Challenges

Power bills behind the chatbot

Always-on AI sits on a growing electricity stack. Treat idle inference and vanity jobs as real load, not vibes.

The trap

A fluent answer arrives in seconds. The plant behind it bills in megawatt-hours. Treating every casual prompt as free energy is a craft failure, not a moral panic.

What the evidence shows

The International Energy Agency (2025) estimated global data-center electricity at about 415 TWh in 2024 and projected roughly a doubling by 2030 in its base case (toward about 945 TWh), with AI-related demand an important driver of growth.

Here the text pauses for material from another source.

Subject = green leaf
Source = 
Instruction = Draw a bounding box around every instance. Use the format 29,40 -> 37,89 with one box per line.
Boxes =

The Congressional Research Service (2025) reviewed U.S. estimates placing data centers near 4% of U.S. electricity in 2023 in cited analyses, and noted separate estimates that AI may already account for a non-trivial share of data-center energy.

None of that means your one email draft burns a town. It does mean always-on, high-volume, low-value compute is not ethically or operationally free.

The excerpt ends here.